US woman gets jail in China for ‘spying’

Published April 27, 2017
Sandy Phan-Gillis was detained in March 2015 at the Macau border after visiting mainland China.—AP
Sandy Phan-Gillis was detained in March 2015 at the Macau border after visiting mainland China.—AP

BEIJING: A Chinese court has sentenced an American woman to three and a half years in prison and deportation on espionage charges, a rights group said on Wednesday, and her lawyer said he expects her release soon.

Sandy Phan-Gillis was detained in March 2015 at the Macau border after visiting mainland China with a trade delegation from the Texas oil capital Houston.

She was accused of espionage and stealing state sec­rets for allegedly passing intelligence to a third party, according to previous reports from the UN Working Group on Arbitrary Detention which cited government sources.

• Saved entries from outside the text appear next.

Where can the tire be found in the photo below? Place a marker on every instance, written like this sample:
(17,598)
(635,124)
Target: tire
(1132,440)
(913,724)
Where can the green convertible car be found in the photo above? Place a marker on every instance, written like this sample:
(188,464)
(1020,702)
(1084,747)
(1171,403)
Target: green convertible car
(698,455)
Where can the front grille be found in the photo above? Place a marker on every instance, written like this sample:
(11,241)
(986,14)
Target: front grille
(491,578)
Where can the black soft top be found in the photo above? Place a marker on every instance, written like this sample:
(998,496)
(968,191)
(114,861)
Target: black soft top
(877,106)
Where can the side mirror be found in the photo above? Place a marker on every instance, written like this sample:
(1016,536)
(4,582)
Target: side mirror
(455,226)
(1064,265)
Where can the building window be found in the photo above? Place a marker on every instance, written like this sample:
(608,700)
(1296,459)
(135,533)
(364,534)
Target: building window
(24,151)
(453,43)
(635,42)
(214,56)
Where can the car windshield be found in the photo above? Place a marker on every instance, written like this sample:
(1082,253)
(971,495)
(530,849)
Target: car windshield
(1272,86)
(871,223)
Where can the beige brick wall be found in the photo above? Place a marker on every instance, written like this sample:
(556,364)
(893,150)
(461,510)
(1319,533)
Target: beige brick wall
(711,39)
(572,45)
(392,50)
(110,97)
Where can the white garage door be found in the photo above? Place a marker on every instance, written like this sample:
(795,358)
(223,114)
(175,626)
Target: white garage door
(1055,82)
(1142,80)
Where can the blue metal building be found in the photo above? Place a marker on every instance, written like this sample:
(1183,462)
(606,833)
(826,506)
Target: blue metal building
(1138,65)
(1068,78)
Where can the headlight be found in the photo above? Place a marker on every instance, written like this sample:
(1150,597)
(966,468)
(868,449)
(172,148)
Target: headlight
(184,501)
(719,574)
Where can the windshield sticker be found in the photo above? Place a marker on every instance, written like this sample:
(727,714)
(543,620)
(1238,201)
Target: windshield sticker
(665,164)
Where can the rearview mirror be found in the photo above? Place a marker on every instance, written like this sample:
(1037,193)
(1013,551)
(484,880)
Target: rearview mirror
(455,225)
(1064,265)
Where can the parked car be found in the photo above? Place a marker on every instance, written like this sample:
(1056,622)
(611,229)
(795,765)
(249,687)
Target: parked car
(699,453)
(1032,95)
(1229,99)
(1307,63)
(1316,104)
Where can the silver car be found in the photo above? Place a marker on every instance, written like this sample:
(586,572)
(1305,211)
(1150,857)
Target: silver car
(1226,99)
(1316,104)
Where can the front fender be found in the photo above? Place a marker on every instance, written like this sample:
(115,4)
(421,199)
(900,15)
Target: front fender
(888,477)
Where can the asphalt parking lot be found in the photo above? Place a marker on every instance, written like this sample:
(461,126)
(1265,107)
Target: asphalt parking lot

Nanning Intermediate Pe­o­p­le’s Court in the southern province of Guangxi passed the sentence on Tuesday, but the American’s next steps will not become clear until a written judgement is released, John Kamm, director of the US-based Dui Hua Fou­ndation rights group, told AFP. Phan-Gillis was currently being held in a detention centre and not a prison and did not plan to appeal, he said.

Kamm said that “adjusted for time spent in residential surveillance in a designated location, she has already served more than half her sentence, and is accordingly eligible for parole as well as medical parole, commutation and immediate deportation”. “I am hopeful she will be reunited with her family soon,” he added.

Her lawyer Shang Baojun confirmed the sentence and said he expected the written verdict to be issued within five days.

A US embassy spokeswoman said on Wednesday her trial was closed to the public and a request to have a consular officer attend had been refused. The spokeswoman said the US government “remained concerned” about the case and was in contact with the “highest levels” of the Chinese government about it.

Phan-Gillis was held for six months at a secret location and later at a detention centre in Guangxi, where she was initially put in solitary confinement, the working group said. Her husband has campaigned for her freedom, including a website “savesandy.org” which has now been taken down.